Hoy, "The Shares of Fletcher and his Collaborators in the Beaumont and Fletcher Canon," SB, 8 (1956) -15 (1962); Lake, The Canon of Thomas Middleton's Plays (1975). See also MacD. P. Jackson, Studies in Attribution: Middleton and Shakespeare (Salzburg, 1979), where reference to other studies of this kind may be found.

[11]

Heywood's avoidance of has and does is not, of course, complete, but no play has more than a few instances, and hath and doth always greatly predominate. In Webster's share of the Ho plays he shows the strong preference for hath and doth that can be seen in WD and DM.

[12]

"The Printing of John Webster's Plays (I)," SB, 6 (1954), 117-140.

[13]

Heywood's peculiarities are described in the introductions to the Malone Society Reprints of The Captives, ed.

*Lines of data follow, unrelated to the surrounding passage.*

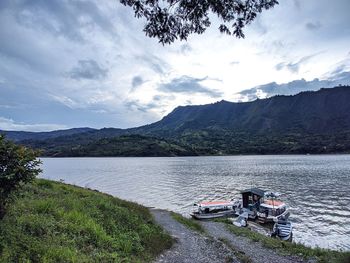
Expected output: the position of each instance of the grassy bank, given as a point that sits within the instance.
(54, 222)
(290, 248)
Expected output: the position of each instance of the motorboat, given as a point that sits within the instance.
(272, 209)
(242, 220)
(213, 209)
(283, 230)
(250, 203)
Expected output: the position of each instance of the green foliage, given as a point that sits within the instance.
(54, 222)
(18, 166)
(322, 255)
(168, 20)
(188, 222)
(130, 145)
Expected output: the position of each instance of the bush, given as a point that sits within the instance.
(18, 166)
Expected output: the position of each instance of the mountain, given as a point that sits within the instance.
(291, 88)
(324, 111)
(131, 145)
(309, 122)
(21, 135)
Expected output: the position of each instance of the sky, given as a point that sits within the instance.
(66, 63)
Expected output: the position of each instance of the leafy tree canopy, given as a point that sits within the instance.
(169, 20)
(18, 165)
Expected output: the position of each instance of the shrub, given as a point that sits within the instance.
(18, 166)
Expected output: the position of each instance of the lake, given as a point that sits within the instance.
(316, 187)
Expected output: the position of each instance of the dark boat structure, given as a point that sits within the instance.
(250, 203)
(282, 229)
(261, 205)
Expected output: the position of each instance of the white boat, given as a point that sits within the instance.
(283, 230)
(213, 209)
(272, 210)
(241, 221)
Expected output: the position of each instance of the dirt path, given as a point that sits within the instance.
(254, 250)
(191, 247)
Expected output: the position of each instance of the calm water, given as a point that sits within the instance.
(317, 188)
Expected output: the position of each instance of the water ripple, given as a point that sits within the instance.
(315, 187)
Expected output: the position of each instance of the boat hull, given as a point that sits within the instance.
(201, 216)
(263, 219)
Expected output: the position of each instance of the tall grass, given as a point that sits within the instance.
(54, 222)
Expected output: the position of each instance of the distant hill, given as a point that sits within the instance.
(22, 135)
(309, 122)
(132, 145)
(324, 111)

Arthur Brown (1953), and The Escapes of Jupiter, ed. Henry D. Janzen (1977).

[14]

SB, 12 (1959), 103. There are 3 i'th' and 2 's within the 330 lines of Webster's elegy to Prince Henry, A Monumental Column (1613).

[15]

The exclusive use of between in The Silver Age and The Brazen Age suggests that both plays may have been set from transcripts in the hand of a scribe prejudiced against betwixt—unless Heywood passed through a brief phase of preferring between.

[16]

The rarity of Webster's o'th' and a'th' in the Quarto requires explanation. As o'th' occurs in the second line of the play, and at th' in the fourteenth, it seems possible that Compositor B, after showing initial tolerance of o'th' and partial tolerance of a'th', normalized to of the, and that Compositor A normalized throughout his stints. Late Quartos often fail to preserve earlier seventeenth-century forms. Another possibility is that the whole manuscript was a transcript of the joint papers, made either by Heywood or by a scribe. As amongst outnumbers among in all Heywood's plays, while Webster's preference for this form may have been less compulsive, it should be recorded that amongst occurs in Appius in I.ii, III.iv (5 times on F3v), and IV.ii (twice).